Para alimentar essa ambição e impedir a criação do Estado Palestino, Israel precisa sustentar esse Estado de guerra permanente e manter inimigos regionais. No passado, financiou o Hamas para enfraquecer a OLP. Agora financia um grupo ligado à Al Qaeda em Gaza para rivalizar com o Hamas.
O Estado de guerra funciona a partir de duas premissas: a) manter um estado de conflito permanente como estratégia para sustentar a mobilização interna e a guerra externa; b) praticar o terrorismo de Estado para assassinar as lideranças dos inimigos e massacrar comunidades e povos vizinhos com objetivo de dominação.
Trata-se de um Estado que adota métodos neonazistas. Para matar um indivíduo, destrói prédios inteiros, matando centenas de crianças e mulheres. A destruição completa de Gaza se insere nessa lógica: mata-se milhares de inocentes para matar poucos combatentes do Hamas.

Promove-se a morte pela fome, pelos deslocamentos e pelas bombas. Há um desprezo absoluto pela vida humana, como nos horrores do Holocausto. Não há limites nos meios utilizados para alcançar os objetivos finais. Os israelitas têm terras doadas por Deus, tal como os arianos eram definidos como raça superior pela Natureza ou por Deus. A lógica assassina é a mesma.
A ideia do “Grande Israel” é sionista e articula o massacre e o deslocamento dos palestinos. Os líderes direitistas acusam os críticos de antissemitismo como máscara para sustentar seus desígnios sionistas criminosos. Defendem o direito de Israel de se defender como justificativa para atacar e massacrar palestinos.
O Estado de Israel não quer a paz. Quer a guerra permanente. O assassinato de líderes de outros povos, de cientistas, e o massacre de inocentes, mulheres e crianças suscita o ódio e o justo sentimento de vingança. O Estado de Israel tornou-se uma máquina de fabricar ódio.
Em 2014, o escritor israelense Amos Oz acusou os extremistas judeus de neonazistas pelos ataques contra os palestinos.
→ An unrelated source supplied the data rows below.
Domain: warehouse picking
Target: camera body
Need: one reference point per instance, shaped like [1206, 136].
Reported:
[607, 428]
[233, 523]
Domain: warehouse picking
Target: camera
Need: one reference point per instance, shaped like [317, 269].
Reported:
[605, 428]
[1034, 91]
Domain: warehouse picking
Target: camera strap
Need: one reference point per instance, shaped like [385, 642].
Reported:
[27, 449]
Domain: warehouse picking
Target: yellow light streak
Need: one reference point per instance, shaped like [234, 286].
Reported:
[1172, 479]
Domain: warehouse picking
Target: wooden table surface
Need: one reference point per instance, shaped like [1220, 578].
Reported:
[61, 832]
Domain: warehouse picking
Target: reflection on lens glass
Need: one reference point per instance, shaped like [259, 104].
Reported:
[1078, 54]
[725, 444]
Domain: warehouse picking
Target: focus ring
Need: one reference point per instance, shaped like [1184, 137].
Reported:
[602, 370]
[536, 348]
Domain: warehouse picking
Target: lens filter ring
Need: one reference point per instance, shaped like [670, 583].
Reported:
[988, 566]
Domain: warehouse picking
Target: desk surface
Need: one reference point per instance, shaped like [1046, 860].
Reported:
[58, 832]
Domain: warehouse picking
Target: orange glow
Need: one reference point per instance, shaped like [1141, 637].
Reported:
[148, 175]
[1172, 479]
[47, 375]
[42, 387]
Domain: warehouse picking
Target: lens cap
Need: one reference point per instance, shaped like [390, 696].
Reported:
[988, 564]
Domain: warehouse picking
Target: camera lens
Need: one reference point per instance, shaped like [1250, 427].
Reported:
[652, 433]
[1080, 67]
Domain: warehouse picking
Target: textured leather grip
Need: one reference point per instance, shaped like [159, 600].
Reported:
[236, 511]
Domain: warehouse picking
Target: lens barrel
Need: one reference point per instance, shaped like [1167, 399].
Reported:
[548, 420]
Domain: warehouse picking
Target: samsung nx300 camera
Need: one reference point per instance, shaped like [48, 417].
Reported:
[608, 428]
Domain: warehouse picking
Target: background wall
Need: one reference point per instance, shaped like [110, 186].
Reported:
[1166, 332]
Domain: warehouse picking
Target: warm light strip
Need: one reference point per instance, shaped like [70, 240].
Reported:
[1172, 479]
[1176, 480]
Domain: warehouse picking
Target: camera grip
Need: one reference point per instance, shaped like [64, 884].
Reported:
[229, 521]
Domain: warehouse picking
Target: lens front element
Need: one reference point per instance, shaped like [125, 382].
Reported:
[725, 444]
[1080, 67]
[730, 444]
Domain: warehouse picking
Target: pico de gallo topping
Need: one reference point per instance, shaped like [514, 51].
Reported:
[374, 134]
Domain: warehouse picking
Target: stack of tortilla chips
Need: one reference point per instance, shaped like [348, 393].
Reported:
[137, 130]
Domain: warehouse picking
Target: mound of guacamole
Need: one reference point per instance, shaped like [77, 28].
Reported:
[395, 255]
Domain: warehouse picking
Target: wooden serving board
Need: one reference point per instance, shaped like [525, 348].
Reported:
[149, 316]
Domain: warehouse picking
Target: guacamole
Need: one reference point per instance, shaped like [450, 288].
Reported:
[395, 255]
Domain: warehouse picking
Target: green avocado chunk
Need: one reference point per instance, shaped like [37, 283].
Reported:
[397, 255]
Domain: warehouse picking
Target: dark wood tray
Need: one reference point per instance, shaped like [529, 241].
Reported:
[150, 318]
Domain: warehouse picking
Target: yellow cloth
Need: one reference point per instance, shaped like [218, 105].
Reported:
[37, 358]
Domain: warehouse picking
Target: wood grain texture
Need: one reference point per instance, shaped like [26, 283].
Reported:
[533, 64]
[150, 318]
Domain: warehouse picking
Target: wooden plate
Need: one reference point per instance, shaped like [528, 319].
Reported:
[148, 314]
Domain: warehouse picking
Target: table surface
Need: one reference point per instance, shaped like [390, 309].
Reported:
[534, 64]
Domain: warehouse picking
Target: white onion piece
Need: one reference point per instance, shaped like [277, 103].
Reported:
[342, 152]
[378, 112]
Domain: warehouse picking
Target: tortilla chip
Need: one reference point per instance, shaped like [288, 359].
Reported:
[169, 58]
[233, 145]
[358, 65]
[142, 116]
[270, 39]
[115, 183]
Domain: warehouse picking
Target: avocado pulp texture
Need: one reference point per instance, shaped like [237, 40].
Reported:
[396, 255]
Desde então, o massacre cresceu exponencialmente. Em 2024, o historiador israelense Daniel Blatman afirmou: “O governo de Israel tem ministros neonazistas. Realmente lembra a Alemanha de 1933”.
A guerra contra os iranianos tende a durar poucos dias. Israel está destruindo as capacidades estratégicas do Irã. O país não tem força militar para sustentar um confronto prolongado. Para sobreviver, não poderá adotar medidas mais ousadas, como fechar o Estreito de Ormuz. Com chefes militares e cientistas assassinados, infraestrutura destruída e sem força aérea, não resta ao Irã outra saída senão uma estratégia de sobrevivência.
Com o Holocausto, boa parte dos judeus aprendeu a ser malvada.